# Entry Permit visa after Ministry of Labour approval



## aa_alan111 (May 9, 2016)

Hi All,

I have signed a job offer with a firm in Dubai, and have been told by the HR that the work permit application has been approved by Labour department. I was told that the entry permit will be issued in 1-2 days. This was 7 days ago, and I am now still awaiting entry permit issuance. 

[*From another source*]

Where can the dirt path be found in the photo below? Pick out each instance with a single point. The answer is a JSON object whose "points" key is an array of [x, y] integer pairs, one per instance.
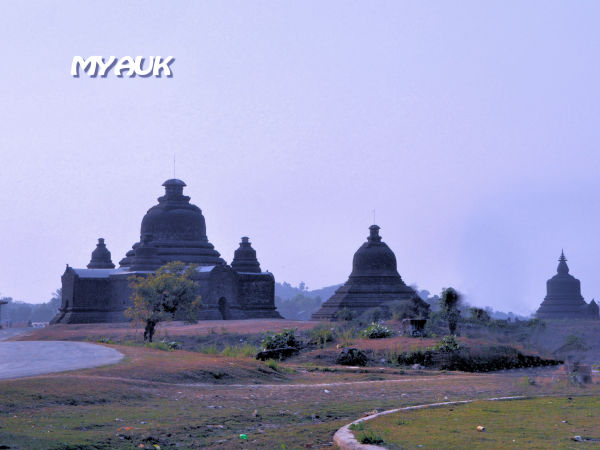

How many days does it take generally to get the visa after labour approval? 
Are their any chances of visa delays or rejections after the Ministry of labour has approved the visa?

Appreciate all your help.


----------



## Reddiva (Feb 24, 2016)

Anything up to 2 weeks, there shouldn't be any delays providing all is okay. The company would only know if it has been rejected when it happens and then in turn would inform you


----------



## aa_alan111 (May 9, 2016)

Reddiva said:


> Anything up to 2 weeks, there shouldn't be any delays providing all is okay. The company would only know if it has been rejected when it happens and then in turn would inform you


Thank you for the reply Reddiva. That is very helpful!! 
Hopefully there should be no problems with entry permit, apart from the time they take to issue it. Dont see anyone saying that their visa was approved by labour ministry, and then they did not receive the work permit.


----------